Robust Urban Wireless Localization: Synergy Between Data Fusion, Modeling and Intelligent Estimation
In this paper, we present a viable Bayesian estimation alternative to mobile localization enhancement in mixed line-of-sight (LOS)/non-LOS (NLOS) urban areas. The development of the proposed approach relies on a synergistic combination of valid aggregate measurements, NLOS bias modeling and estimation, and computational intelligence. For reliable wireless positioning, we first introduce valid range measurements in which the effect of the NLOS range bias due to small-/large-scale multipath fading is limited. Subsequently, we propose a hybrid system framework with Markovian state transitions, data fusion of valid range and signal power, NLOS bias modeling, and fuzzy inferences for modeling the dynamics of a mobile station (MS) with respect to each base station (BS).
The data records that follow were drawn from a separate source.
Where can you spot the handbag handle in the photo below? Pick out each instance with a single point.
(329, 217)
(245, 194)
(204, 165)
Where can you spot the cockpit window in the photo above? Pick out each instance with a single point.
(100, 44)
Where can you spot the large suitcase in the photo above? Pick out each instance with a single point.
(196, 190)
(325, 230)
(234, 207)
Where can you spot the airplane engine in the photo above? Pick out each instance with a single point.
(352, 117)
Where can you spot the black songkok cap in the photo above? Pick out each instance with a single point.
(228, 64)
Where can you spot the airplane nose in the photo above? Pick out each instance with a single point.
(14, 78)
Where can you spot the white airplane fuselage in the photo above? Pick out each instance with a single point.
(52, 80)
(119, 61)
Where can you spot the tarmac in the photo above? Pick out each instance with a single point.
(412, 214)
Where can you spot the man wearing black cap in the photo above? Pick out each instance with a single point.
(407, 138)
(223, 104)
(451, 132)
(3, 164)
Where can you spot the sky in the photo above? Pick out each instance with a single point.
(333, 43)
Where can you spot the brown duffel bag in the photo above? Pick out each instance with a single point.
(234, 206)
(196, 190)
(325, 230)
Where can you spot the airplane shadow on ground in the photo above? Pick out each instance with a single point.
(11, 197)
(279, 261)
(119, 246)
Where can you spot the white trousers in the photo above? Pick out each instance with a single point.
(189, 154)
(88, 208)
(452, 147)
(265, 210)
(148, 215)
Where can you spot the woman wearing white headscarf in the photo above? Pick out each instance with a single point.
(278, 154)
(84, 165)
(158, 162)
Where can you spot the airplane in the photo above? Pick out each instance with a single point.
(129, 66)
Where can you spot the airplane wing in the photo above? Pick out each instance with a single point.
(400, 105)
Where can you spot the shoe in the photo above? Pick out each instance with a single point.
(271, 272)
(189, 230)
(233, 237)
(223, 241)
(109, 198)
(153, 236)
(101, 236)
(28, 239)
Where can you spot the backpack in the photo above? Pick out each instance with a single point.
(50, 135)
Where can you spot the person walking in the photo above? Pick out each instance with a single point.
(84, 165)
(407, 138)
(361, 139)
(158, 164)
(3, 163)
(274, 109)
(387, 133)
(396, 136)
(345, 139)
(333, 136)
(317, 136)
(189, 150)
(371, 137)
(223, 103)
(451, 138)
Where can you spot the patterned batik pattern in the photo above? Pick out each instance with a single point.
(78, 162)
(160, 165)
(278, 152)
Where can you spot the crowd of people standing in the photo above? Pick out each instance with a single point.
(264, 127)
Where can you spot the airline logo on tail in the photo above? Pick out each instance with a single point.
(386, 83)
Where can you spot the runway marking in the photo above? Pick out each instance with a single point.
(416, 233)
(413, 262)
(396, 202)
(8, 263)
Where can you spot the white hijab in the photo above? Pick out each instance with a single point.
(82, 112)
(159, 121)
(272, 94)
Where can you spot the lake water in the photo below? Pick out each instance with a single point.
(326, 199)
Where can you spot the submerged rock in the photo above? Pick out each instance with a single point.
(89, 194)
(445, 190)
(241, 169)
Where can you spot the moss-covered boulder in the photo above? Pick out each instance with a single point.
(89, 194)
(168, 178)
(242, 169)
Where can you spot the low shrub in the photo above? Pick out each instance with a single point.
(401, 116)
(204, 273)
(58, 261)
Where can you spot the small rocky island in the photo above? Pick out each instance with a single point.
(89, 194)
The proposed framework enables us to develop a selective fuzzy-tuned extended Kalman filtering based interacting multiple-model (SFT-IMM-EKF) algorithm for each BS to perform mobile location estimation. We show that due to the synergistic effects, the proposed SFT-IMM-EKF can remarkably improve the IMM, the SFT-IMM and the IMM-EKF. The result is substantiated by numerical simulations. As well, it is demonstrated that the proposed algorithm can robustly leverage against the adverse impacts of severe NLOS errors and MS mobility variations.